MUMBAI - Indian buyers have resumed purchases of refined palm oil after a gap of a year as New Delhi removed restrictions on the imports and reduced import taxes last week, four industry officials told Reuters.

The renewed purchases come as India, the world's biggest buyer of palm oil, is trying to augment supplies to calm near-record local edible oil prices.

The purchases could help Indonesian and Malaysian refiners build market share in India and support benchmark Malaysian palm oil prices.

Indian buyers have contracted up to 70,000 tonnes of refined bleached deodorized (RBD) palm oil, mostly from Indonesia, to be shipped in July and August, traders and brokers told Reuters.

India on Wednesday allowed imports of refined palm oil for six months and cut the import tax on refined palm oil to 41.25% from 49.5% for three months to bring down local edible oil prices. 

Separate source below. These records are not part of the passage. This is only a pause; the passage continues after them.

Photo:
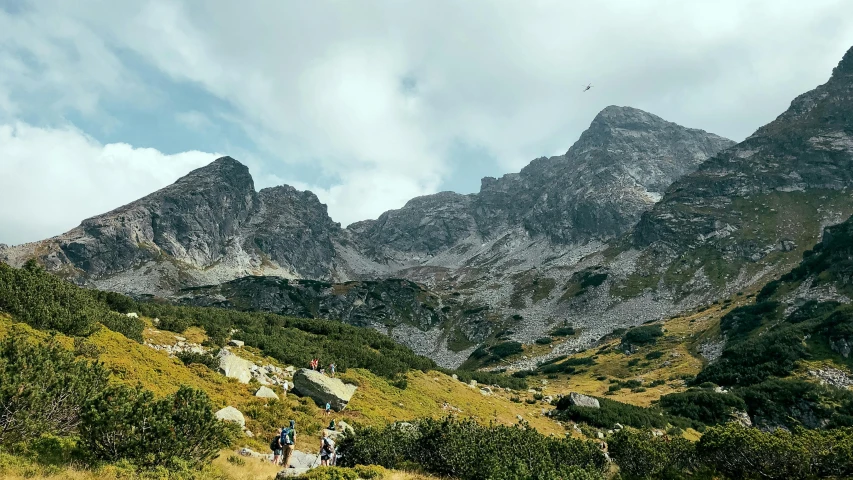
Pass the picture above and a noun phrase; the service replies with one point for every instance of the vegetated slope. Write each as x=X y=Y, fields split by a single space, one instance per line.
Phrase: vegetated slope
x=787 y=356
x=211 y=227
x=394 y=384
x=745 y=214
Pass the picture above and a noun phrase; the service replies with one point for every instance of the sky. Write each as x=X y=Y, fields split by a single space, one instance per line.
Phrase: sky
x=367 y=103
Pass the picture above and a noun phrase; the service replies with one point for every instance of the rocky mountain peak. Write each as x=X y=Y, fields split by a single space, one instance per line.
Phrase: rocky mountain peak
x=845 y=66
x=615 y=116
x=222 y=170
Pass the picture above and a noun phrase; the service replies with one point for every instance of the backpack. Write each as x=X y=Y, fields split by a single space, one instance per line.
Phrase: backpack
x=286 y=439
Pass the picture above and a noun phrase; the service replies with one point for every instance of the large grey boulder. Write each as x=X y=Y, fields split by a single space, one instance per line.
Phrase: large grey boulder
x=266 y=392
x=231 y=414
x=578 y=400
x=233 y=366
x=322 y=388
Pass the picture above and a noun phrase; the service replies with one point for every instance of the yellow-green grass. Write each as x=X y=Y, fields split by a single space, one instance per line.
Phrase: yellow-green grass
x=683 y=333
x=375 y=402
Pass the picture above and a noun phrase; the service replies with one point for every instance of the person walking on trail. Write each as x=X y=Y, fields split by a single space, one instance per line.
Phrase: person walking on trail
x=327 y=450
x=288 y=438
x=276 y=447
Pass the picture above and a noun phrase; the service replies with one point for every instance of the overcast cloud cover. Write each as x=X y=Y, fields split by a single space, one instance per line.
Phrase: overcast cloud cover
x=367 y=103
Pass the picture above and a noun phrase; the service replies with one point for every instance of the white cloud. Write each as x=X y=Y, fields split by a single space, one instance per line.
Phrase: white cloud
x=194 y=120
x=52 y=178
x=319 y=84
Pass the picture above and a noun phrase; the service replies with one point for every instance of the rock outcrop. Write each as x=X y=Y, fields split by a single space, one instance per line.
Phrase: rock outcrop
x=231 y=414
x=208 y=227
x=233 y=366
x=266 y=392
x=640 y=219
x=322 y=389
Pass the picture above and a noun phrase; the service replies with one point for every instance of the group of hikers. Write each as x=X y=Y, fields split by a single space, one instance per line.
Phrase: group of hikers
x=315 y=364
x=282 y=446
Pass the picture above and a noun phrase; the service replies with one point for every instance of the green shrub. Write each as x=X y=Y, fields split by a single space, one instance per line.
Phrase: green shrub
x=33 y=296
x=748 y=453
x=330 y=473
x=640 y=455
x=506 y=349
x=644 y=335
x=449 y=447
x=205 y=359
x=704 y=406
x=43 y=389
x=654 y=355
x=180 y=325
x=612 y=412
x=793 y=402
x=126 y=423
x=514 y=382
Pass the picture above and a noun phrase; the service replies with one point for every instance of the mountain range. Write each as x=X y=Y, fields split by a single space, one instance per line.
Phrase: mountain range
x=639 y=220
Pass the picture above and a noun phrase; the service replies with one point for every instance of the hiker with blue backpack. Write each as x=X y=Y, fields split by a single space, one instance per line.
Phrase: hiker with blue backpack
x=287 y=440
x=276 y=447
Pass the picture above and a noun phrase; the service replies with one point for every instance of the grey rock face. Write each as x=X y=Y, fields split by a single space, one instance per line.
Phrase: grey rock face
x=807 y=148
x=235 y=367
x=209 y=226
x=266 y=392
x=618 y=169
x=231 y=414
x=322 y=389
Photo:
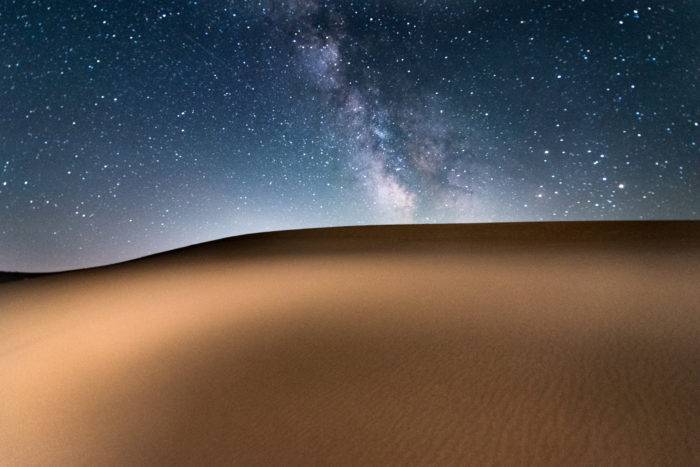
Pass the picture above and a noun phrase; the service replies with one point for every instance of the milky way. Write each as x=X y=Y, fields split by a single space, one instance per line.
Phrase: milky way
x=130 y=127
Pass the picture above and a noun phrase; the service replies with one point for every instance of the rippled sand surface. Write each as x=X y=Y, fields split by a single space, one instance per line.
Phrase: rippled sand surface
x=547 y=344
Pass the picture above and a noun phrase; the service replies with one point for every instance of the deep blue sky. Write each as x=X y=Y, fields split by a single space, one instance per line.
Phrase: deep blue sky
x=129 y=127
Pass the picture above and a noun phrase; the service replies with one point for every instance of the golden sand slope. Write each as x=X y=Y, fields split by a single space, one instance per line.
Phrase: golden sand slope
x=555 y=344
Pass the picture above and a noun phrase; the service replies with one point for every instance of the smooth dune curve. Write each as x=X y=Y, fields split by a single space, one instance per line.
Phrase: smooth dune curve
x=546 y=344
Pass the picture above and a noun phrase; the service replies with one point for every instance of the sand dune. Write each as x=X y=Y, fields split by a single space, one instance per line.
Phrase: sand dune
x=547 y=344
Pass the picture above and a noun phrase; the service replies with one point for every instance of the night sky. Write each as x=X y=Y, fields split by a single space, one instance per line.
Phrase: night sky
x=130 y=127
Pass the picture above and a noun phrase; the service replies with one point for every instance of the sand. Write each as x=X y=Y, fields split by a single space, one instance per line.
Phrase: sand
x=546 y=344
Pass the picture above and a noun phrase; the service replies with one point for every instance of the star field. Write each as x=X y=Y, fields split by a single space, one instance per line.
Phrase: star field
x=131 y=127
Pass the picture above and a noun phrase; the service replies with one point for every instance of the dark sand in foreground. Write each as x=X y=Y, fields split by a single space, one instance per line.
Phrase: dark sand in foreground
x=547 y=344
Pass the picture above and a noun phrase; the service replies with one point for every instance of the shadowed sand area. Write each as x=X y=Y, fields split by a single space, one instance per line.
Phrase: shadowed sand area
x=549 y=344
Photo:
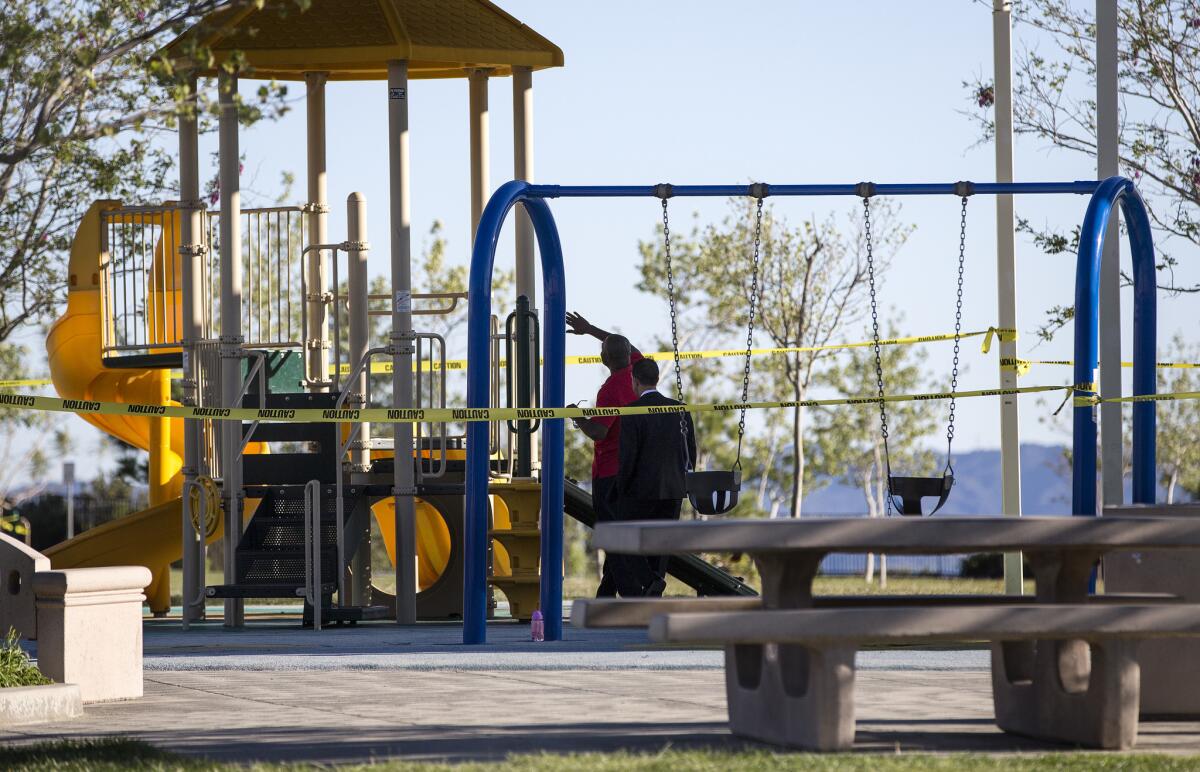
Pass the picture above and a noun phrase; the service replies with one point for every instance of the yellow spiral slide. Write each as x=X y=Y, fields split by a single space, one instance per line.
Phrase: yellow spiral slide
x=154 y=536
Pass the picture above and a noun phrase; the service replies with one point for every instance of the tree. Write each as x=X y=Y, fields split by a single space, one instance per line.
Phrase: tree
x=813 y=285
x=1159 y=136
x=1177 y=452
x=83 y=96
x=849 y=444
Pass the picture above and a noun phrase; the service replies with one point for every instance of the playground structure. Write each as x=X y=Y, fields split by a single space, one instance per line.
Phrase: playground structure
x=155 y=288
x=249 y=304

"Suppliers are raising RBD palm oil prices seeing Indian demand. They have raised prices by more than $30 per tonne in a week," Sandeep Bajoria, chief executive of vegetable oil broker Sunvin Group said.

Indian buyers started contracting RBD palm oil at around $1,015 last week but are now paying around $1,050 per tonne, a Mumbai-based vegetable oil dealer said.

"Importing refined palm oil is cheaper than importing and processing crude palm oil," he said.

India, which imports palm oil mainly from Indonesia and Malaysia, could buy 150,000 tonnes of refined palm oil a month, Bajoria said.

Indonesian RBD palm oil is now available at a $5 per tonne discount to crude palm oil, compared to a discount of nearly $35 a week ago, said a Mumbai-based dealer with a global trading firm.

"The sudden surge in demand is allowing refiners to raise prices. Supplies are limited for July shipments," he said.